Resource links provided by the National Library of Medicine


Arm Intervention/treatment
Experimental: AIR001 Crossover to Placebo
Phase 1: Participants will wear an accelerometer device daily but take no study drug for 14 days (washout period). On day 15, participants begin phase I study drug Nebulized Sodium Nitrite (AIR001) at 46 mg, at minimum of 4 hours apart, for 3 doses per day during the active portion of the participant's day. On day 22 participants increase study drug dose to 80 mg at the same frequency. Regardless of participant's ability to tolerate study drug or if the participant requires down-titration, participants will begin Phase 2. Phase 2: Is identical to Phase 1 except subject will be taking Placebo instead of AIR001.
Drug: Nebulized Sodium Nitrite
Inhaled, nebulized inorganic sodium nitrite vs. inhaled, nebulized placebo at a dose of 80 mg (or maximally tolerated dose) administered at a minimum of 4 hours apart, three times per day, during the active part of the day.
Other Name: AIR001

Drug: Placebo
Inhaled, nebulized placebo vs. inhaled, nebulized inorganic sodium nitrite at a dose of 80 mg (or maximally tolerated dose) administered at a minimum of 4 hours apart, three times per day, during the active part of the day.

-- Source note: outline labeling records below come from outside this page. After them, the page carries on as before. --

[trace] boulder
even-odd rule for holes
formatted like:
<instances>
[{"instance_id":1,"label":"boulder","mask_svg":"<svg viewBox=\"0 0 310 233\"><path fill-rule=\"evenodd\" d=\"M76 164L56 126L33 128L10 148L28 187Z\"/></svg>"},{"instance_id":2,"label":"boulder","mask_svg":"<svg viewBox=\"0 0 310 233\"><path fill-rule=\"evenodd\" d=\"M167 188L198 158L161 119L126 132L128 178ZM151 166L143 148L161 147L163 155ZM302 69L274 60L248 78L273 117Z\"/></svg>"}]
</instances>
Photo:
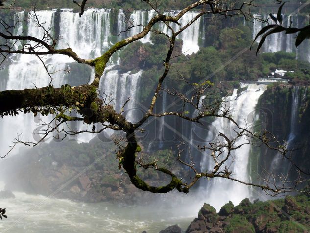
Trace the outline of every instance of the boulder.
<instances>
[{"instance_id":1,"label":"boulder","mask_svg":"<svg viewBox=\"0 0 310 233\"><path fill-rule=\"evenodd\" d=\"M86 175L83 175L78 178L82 188L85 191L89 191L91 189L91 181Z\"/></svg>"},{"instance_id":2,"label":"boulder","mask_svg":"<svg viewBox=\"0 0 310 233\"><path fill-rule=\"evenodd\" d=\"M164 230L162 230L159 233L181 233L182 229L177 225L170 226Z\"/></svg>"},{"instance_id":3,"label":"boulder","mask_svg":"<svg viewBox=\"0 0 310 233\"><path fill-rule=\"evenodd\" d=\"M229 201L228 203L226 203L221 208L221 209L219 210L218 212L218 215L219 216L228 216L234 211L234 204L233 203Z\"/></svg>"}]
</instances>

Placebo Comparator: Placebo crossover to AIR001
Phase 1: Participants will wear an accelerometer device daily but take no study drug for 14 days (washout period). On day 15, participants begin phase I study drug (Placebo) at 46 mg, at minimum of 4 hours apart, for 3 doses per day during the active portion of the participant's day. On day 22 participants increase study drug dose to 80 mg at the same frequency. Regardless of participant's ability to tolerate study drug or if the participant requires down-titration, participants will begin Phase 2. Phase 2: Is identical to Phase 1 except subject will be taking Nebulized Sodium Nitrite (AIR001) instead of Placebo.
Drug: Nebulized Sodium Nitrite
Inhaled, nebulized inorganic sodium nitrite vs. inhaled, nebulized placebo at a dose of 80 mg (or maximally tolerated dose) administered at a minimum of 4 hours apart, three times per day, during the active part of the day.
Other Name: AIR001

Drug: Placebo
Inhaled, nebulized placebo vs. inhaled, nebulized inorganic sodium nitrite at a dose of 80 mg (or maximally tolerated dose) administered at a minimum of 4 hours apart, three times per day, during the active part of the day.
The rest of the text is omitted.